I found out about the Junior Fellows program from my university’s career center. As a library science major, the Library of Congress has often come up in classes as the most influential library in the United States. I knew that working for the Library of Congress would be a valuable experience.
Looking at the various Junior Fellowships available, the Adding Diversity to the Business History Record fellowship instantly stood out to me. I enjoy doing in-depth research about history and often find myself entering a research rabbit hole in my everyday life. I feel strongly that highlighting the contributions of groups who often escape recognition is a valuable task. This position perfectly aligned with my interests and values.
How would you describe your internship?
During my fellowship I wrote and published entries in the This Month in Business History guide. These entries featured substantive biographies or organizational profiles, depending on the topic. The entries also include suggested related resources. To prepare, I did extensive research using Library of Congress materials. I created an entry on the Brotherhood of Sleeping Car Porters and another one for A. Philip Randolph, which were both published, and I am working on entries for the International Ladies’ Garment Workers’ Union. I was supervised by Lynn Weinstein, whose expertise and kindness have helped me to grow as a worker and an individual.
Although I have always enjoyed learning about history, the past has often felt distant to me. Getting to research using primary sources, such as first-person narratives, recordings of speeches, and photographs, has helped me to feel a newfound appreciation for and connection to America’s history.

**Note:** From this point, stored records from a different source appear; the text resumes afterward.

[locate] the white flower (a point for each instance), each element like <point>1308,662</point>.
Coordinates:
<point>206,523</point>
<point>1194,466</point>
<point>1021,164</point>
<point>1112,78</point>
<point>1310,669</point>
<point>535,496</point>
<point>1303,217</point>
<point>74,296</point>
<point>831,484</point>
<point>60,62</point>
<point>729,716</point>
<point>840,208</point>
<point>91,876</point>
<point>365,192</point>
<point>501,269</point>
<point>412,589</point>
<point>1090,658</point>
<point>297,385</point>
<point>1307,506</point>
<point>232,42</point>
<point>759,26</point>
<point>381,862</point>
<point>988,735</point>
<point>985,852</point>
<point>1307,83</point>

What amazed you most about the Library?
I was most amazed by the sheer volume and variety of materials that were available. Prior to this fellowship I had never thought about the variety of items held by the Library that aren’t books. I loved learning about the weirder Library holdings, such as Walt Whitman’s hair or the wedding cake of General Tom Thumb and Lavinia Warren.
What have you learned about the Library that you didn’t know before you started your internship?
Prior to this fellowship I knew very little about how the Library of Congress worked. Participating in the Professional Development Sessions offered by the Junior Fellowship program allowed me to learn about many of the different departments and collections at the Library. Through my research I have discovered resources that are accessible online, such as Chronicling America, the various Library of Congress blogs, the variety of images available with no restrictions from the Prints and Photographs division, and so many more. I plan to refer patrons to these great resources in the future. I am looking forward to using the valuable skills and knowledge I have gained through this fellowship in my career as a librarian.